The following week, we critiqued a memoir about a lesbian feminist writer’s experiences in the lesbian feminist arts movement of the 70’s and 80’s and a thriller about a grief-stricken woman who falls for a dangerous woman.

After the third class, I confessed to my husband, “I think there’s something about me that’s different from the others.”

My husband’s reply was, “Didn’t you know that Silver Lake is the Castro of LA?”

I had no idea. I learned two things about myself that day: 1) I had no gay-dar, and 2) I harbored a guilty, nagging discomfort that belied my progressive self-image. As a Chinese-American woman, I had viewed myself as an ethnic and gender minority, but I had been blind to my privilege as a straight person until I became the straight minority in a writer’s group. Would I fit in? Would others in the class accept me as one of their own?

In the end, this group turned out to be the smartest, kindest, and most generous community of writers I have ever known. Over time, my colleagues became my friends. Some of my fondest memories of the class were from the time when I was pregnant.
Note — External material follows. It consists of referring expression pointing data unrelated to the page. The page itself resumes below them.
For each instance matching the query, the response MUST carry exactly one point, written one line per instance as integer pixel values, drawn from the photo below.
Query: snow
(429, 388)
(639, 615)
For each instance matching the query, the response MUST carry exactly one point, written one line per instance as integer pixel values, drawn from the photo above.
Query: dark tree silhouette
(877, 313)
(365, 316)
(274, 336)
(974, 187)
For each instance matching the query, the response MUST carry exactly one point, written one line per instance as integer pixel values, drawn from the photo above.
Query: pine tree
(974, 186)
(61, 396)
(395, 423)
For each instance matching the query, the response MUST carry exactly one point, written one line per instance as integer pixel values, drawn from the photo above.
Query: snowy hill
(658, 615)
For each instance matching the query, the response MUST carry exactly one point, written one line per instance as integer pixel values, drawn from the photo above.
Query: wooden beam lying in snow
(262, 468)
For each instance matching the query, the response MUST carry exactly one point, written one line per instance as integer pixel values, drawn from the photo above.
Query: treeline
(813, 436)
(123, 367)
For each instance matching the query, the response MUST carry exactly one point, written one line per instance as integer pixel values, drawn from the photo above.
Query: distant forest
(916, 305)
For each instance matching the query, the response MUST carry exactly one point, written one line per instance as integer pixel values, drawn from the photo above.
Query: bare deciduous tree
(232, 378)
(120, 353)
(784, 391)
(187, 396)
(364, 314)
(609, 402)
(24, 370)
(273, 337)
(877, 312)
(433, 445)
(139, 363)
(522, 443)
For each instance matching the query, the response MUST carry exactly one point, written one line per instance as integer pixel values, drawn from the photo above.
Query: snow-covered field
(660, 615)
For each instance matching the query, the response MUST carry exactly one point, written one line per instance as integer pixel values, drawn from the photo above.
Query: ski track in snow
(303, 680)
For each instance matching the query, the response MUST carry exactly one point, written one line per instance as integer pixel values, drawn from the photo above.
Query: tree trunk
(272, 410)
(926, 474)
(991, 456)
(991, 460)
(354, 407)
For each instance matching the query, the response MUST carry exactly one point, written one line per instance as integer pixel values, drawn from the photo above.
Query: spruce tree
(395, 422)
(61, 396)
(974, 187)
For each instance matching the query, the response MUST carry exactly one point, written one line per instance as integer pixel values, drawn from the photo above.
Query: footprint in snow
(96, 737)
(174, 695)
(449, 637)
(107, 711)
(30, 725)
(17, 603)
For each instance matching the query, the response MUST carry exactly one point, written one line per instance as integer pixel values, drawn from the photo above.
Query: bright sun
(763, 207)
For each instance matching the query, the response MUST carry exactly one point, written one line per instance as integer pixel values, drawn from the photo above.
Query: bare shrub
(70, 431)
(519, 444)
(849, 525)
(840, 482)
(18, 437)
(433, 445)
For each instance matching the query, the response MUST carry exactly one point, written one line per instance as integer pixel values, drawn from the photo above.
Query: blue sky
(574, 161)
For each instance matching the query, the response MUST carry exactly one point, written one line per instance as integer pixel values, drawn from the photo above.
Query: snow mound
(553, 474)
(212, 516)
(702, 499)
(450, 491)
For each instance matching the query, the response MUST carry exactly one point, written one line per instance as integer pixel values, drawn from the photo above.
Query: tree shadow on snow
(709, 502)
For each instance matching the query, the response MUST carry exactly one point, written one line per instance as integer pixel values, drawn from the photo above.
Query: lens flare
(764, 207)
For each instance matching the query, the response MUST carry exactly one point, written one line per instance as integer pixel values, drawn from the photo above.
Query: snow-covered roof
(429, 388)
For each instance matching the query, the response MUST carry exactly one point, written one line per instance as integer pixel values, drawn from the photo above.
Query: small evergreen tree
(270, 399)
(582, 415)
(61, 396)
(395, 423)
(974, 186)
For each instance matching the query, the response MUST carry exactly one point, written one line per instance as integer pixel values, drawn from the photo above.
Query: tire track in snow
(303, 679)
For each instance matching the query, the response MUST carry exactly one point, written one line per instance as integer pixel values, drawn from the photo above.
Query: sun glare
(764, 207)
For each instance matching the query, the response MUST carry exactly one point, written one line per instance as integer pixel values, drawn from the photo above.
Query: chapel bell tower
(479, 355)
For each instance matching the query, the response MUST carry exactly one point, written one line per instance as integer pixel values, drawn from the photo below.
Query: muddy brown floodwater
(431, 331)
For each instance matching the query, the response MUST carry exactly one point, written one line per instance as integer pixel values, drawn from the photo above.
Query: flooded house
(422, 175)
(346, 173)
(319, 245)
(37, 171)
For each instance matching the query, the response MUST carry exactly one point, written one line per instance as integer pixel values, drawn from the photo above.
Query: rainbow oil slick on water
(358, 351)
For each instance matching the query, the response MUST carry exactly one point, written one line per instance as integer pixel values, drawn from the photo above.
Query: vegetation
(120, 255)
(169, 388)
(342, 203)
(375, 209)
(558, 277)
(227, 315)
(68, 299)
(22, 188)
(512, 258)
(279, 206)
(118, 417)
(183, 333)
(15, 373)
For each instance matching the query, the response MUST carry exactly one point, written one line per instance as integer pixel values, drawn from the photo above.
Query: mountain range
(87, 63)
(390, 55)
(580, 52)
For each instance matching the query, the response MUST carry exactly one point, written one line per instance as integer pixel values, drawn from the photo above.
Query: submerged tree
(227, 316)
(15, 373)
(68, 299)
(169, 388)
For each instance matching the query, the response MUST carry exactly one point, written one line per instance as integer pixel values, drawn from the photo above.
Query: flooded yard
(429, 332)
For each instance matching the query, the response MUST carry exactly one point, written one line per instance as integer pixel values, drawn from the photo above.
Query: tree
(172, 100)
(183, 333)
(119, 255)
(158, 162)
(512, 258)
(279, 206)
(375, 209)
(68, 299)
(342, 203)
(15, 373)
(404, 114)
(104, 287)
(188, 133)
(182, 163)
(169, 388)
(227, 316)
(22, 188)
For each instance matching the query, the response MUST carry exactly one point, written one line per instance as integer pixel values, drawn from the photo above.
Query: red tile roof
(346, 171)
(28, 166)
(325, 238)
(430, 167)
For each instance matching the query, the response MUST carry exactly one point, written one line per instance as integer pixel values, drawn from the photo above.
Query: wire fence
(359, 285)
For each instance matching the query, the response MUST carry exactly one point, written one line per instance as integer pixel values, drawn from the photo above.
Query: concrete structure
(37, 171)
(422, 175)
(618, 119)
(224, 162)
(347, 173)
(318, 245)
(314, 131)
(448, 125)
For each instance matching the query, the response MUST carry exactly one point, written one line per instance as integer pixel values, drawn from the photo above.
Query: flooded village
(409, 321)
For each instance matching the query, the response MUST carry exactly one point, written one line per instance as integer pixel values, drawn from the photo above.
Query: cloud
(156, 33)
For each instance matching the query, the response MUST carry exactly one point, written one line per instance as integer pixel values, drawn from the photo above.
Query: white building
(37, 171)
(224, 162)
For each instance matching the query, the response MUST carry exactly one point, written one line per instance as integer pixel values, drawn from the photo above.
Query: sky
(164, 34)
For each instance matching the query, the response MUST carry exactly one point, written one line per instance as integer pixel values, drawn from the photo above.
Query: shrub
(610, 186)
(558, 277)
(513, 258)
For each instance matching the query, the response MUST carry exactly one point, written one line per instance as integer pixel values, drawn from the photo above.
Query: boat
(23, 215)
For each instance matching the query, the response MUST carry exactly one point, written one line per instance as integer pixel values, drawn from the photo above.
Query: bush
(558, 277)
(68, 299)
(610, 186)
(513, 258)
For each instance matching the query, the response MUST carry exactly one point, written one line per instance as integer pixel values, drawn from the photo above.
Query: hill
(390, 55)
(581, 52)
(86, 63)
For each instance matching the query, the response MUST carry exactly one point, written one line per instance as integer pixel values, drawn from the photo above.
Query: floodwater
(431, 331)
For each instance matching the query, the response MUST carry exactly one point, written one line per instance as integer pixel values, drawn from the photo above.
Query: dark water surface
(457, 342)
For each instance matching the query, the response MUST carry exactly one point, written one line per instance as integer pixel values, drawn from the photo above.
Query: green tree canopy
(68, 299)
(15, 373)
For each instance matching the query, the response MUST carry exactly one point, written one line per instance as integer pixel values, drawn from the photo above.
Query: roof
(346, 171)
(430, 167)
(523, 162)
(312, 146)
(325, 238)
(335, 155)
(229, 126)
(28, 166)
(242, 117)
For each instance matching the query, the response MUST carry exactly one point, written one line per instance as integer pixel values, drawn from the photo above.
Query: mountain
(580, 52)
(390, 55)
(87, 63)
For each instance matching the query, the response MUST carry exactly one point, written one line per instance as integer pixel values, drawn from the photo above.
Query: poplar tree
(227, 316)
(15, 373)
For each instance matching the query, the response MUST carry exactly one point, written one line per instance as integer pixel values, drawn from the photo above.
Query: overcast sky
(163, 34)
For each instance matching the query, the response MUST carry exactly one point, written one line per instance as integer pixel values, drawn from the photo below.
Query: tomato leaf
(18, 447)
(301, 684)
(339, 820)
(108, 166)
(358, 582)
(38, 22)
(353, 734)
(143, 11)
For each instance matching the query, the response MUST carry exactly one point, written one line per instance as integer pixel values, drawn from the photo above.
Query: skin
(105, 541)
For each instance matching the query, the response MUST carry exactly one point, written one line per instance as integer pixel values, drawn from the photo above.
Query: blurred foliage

Everyone offered weekly doses of kindness and encouragement as I passed a 5 month bout of severe nausea. One of my classmates, who was raising two kids with her wife, passed down her beloved baby products to me. Later, my classmates pitched in to buy me a stroller, which I used everyday until my son outgrew it.

Because of my experience in Terry’s class, I’ve come to believe that one of the most powerful ways to bring about social change is to have people live and work with those we perceive as different from ourselves towards a common goal. My colleagues and I didn’t have “awareness talks” about our gay and straight experiences. We just read and wrote and persevered together. It is through experiences such as these that the “other” becomes “we.”